If you are specifying keys manually, the keying material must be random. The format for keying material for a Solaris system is hexadecimal. Other operating systems can require ASCII keying material. To generate keying material for a Solaris system that is communicating with an operating system that requires ASCII, see Example 23–1.
If your site has a random number generator, use that generator. Otherwise, you can use the od command with the /dev/random Solaris device as input. For more information, see the od(1) man page.
In the Solaris 10 4/09 release, you can also use the pktool command. The syntax of this command is simpler than the syntax of the od command. For details, see How to Generate a Symmetric Key by Using the pktool Command in System Administration Guide: Security Services.
Generate random numbers in hexadecimal format.
% od -x|-X -A n file | head -n
Displays the octal dump in hexadecimal format. Hexadecimal format is useful for keying material. The hexadecimal is printed in 4-character chunks.
Displays the octal dump in hexadecimal format. The hexadecimal is printed in 8-character chunks.
Removes the input offset base from the display.

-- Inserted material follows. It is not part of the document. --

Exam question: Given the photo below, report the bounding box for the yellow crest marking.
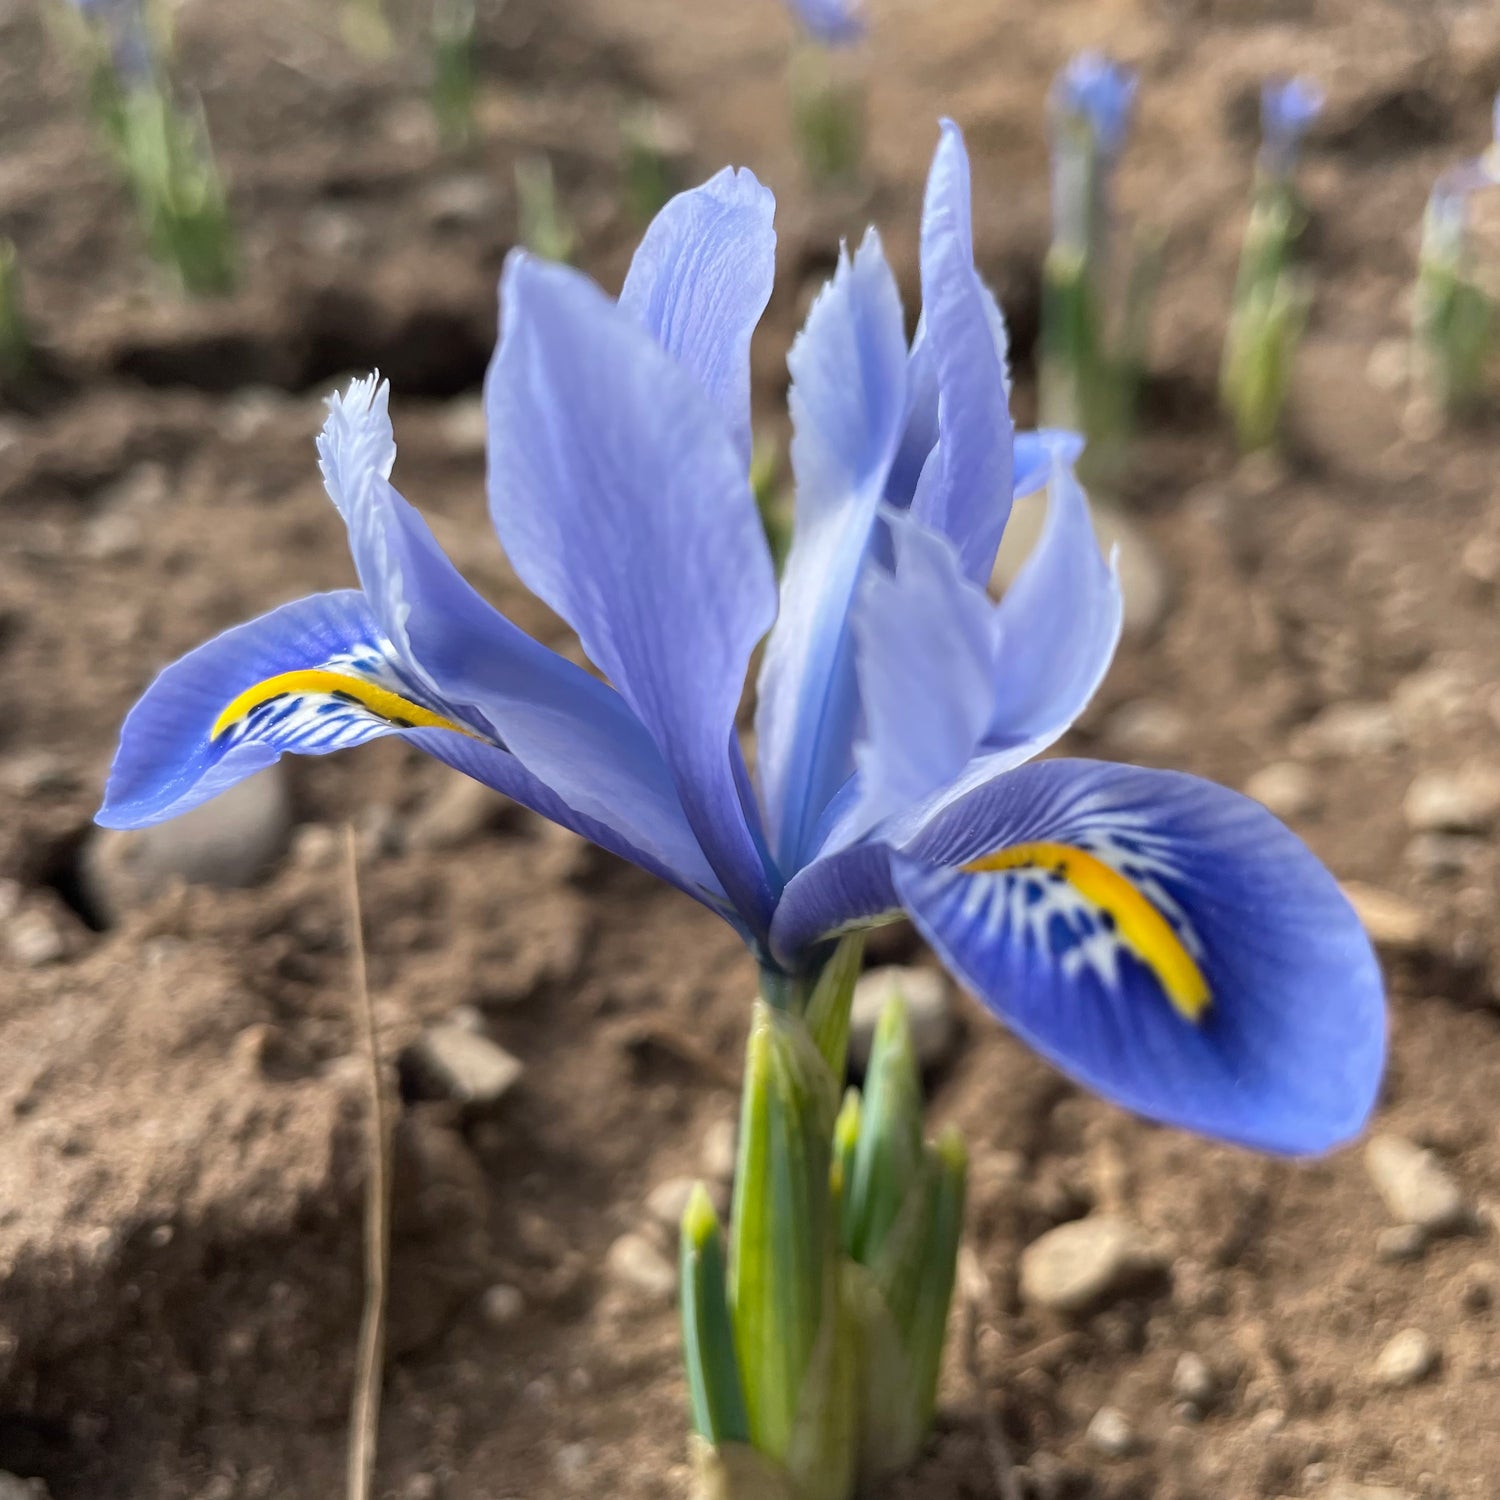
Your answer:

Serves as a source for random numbers.
Restricts the display to the first n lines of output.
Combine the output to create a key of the appropriate length.
Remove the spaces between the numbers on one line to create a 32-character key. A 32-character key is 128 bits. For a security parameter index (SPI), you should use an 8-character key. The key should use the 0x prefix.
The following example displays two lines of keys in groups of eight hexadecimal characters each.
% od -X -A n /dev/random | head -2 d54d1536 4a3e0352 0faf93bd 24fd6cad 8ecc2670 f3447465 20db0b0c c83f5a4b
The following example displays two lines of keys in groups of four hexadecimal characters each.
% od -x -A n /dev/random | head -2 34ce 56b2 8b1b 3677 9231 42e9 80b0 c673 2f74 2817 8026 df68 12f4 905a db3d ef27
By combining the eight numbers on the first line, you can create a 32-character key.